Dinimiz Islam, insanın iyi fıtratına sahip
çıkıp, hem dünyada hem ahirette mutlu,
huzurlu ve güven içinde olmasını ister. Bunun
için mümin, yaptığı amellerinin, hayır ve hasenatının
değerini bilip ahirette boşa gitmemesi ve
zayi olmaması için sözlerine ve davranışlarına
dikkat etmelidir. Kötü ahlaka ve davranışa sahip
olmaması için gayret sarf etmelidir.
Müslüman, her zaman Allah(c.c.)'ın gözetimi
altında olduğu, dünyada yaptığı iyilik ve
kötülüğü göreceği ve bu karşın ahirette hesaba
çekileceğinin şuurunda olmaktadır. Bu nedenle
ayet ve hadisler bize, dünyada kazandıklarımızın
ahirette heba olmaması için yol gösterip
tavsiyelerde bulunmaktadır. Dünyada ve
ahirette insanı ve özellikle de Müslüman'ı sıkıntıya
sokan ve uzak durması gereken hasletlerden
bazılarını şu şekilde ifade edebiliriz:
1. Gıybet/Dedi-Kodu Etmek
Gıybet etmek, dinimizin yasakladığı, güzel
ahlakı bozan ve ahiret vebali ve kul hakkını
içeren kötü ve günah bir davranıştır. Bundan
dolayı Allah(c.c.) gıybet etmenin kötü bir
davranış olduğu hakkında şöyle buyurmaktadır:
"Ey iman edenler, birbirinizin gıybetini yapmayın,"
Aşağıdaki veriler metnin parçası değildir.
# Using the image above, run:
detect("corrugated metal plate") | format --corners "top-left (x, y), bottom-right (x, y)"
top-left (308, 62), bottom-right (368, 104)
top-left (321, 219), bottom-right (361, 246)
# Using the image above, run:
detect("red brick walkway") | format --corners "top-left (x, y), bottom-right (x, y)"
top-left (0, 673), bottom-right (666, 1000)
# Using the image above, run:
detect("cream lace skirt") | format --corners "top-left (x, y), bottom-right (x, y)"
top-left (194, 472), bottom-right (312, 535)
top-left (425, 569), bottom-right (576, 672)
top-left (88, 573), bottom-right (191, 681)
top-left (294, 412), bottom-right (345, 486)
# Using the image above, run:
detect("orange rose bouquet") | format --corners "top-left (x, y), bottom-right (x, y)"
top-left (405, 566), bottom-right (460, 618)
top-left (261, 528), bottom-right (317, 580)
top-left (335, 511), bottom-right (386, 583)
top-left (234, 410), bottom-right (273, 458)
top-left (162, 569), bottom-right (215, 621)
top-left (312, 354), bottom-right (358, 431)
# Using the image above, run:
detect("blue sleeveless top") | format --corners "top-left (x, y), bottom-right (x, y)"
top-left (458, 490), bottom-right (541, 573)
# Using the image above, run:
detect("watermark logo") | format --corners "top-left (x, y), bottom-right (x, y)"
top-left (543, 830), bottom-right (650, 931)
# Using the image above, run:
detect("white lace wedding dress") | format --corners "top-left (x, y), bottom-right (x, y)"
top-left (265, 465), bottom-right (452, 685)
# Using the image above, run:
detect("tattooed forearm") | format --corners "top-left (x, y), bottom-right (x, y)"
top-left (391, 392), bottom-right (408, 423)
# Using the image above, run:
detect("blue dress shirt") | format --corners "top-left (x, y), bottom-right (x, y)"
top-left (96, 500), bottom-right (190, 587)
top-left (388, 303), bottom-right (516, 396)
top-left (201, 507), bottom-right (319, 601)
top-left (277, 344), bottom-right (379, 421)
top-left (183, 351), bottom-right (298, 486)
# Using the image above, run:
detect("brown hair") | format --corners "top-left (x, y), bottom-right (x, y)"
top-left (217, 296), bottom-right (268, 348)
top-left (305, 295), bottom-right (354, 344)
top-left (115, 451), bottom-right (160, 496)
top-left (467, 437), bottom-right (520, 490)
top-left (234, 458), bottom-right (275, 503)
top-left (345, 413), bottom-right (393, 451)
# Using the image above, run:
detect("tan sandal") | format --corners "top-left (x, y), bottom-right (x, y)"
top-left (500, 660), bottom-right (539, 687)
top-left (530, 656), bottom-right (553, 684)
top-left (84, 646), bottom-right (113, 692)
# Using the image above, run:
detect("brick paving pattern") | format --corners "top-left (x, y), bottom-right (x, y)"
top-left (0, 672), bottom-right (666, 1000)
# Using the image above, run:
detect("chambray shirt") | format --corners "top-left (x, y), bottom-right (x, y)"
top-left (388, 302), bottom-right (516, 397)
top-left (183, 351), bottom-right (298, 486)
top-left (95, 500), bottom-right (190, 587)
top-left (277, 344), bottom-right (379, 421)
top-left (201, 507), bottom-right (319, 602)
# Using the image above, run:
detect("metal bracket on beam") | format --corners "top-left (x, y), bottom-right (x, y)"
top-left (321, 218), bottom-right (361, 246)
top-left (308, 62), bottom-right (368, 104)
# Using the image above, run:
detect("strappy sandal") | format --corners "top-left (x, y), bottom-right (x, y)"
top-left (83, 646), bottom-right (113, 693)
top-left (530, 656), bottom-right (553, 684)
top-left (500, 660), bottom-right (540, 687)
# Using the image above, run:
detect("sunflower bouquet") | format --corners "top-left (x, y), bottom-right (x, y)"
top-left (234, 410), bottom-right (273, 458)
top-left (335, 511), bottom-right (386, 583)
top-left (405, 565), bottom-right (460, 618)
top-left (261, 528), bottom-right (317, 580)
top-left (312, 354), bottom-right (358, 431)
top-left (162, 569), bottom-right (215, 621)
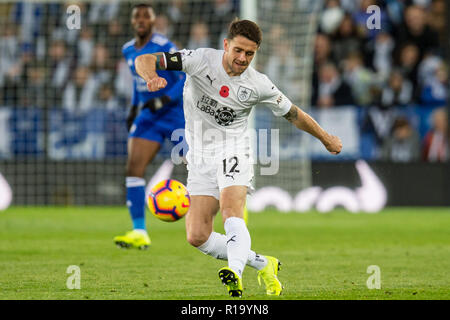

(Hucurât, 49/12). Gıybet etmek, kötü
bir haslet olduğu için manevi vebali de çok
büyük olduğu konusunda Allah(c.c.), yukarda
zikrettiğimiz ayetin devamında şöyle buyurmaktadır:
"Sizden birisi, ölmüş olan kardeşinizin
etini yemekten hoşlanır mı? Bak bundan tiksindiniz!
Allah'a itaatsizlikten de sakının. Allah tövbeleri
çokça kabul etmektedir, rahmeti sonsuzdur."(
Hucurât, 49/12). Hz. Âişe(r.a.) bir gün
Hz. Peygamber(s.a.v.)'e : "Ey Allah'ın Resûlü,
şöyle şöyle olan Safiyye sana yeter!" demiştim. -
Bu hadisi rivayet eden bazı raviler, Hz.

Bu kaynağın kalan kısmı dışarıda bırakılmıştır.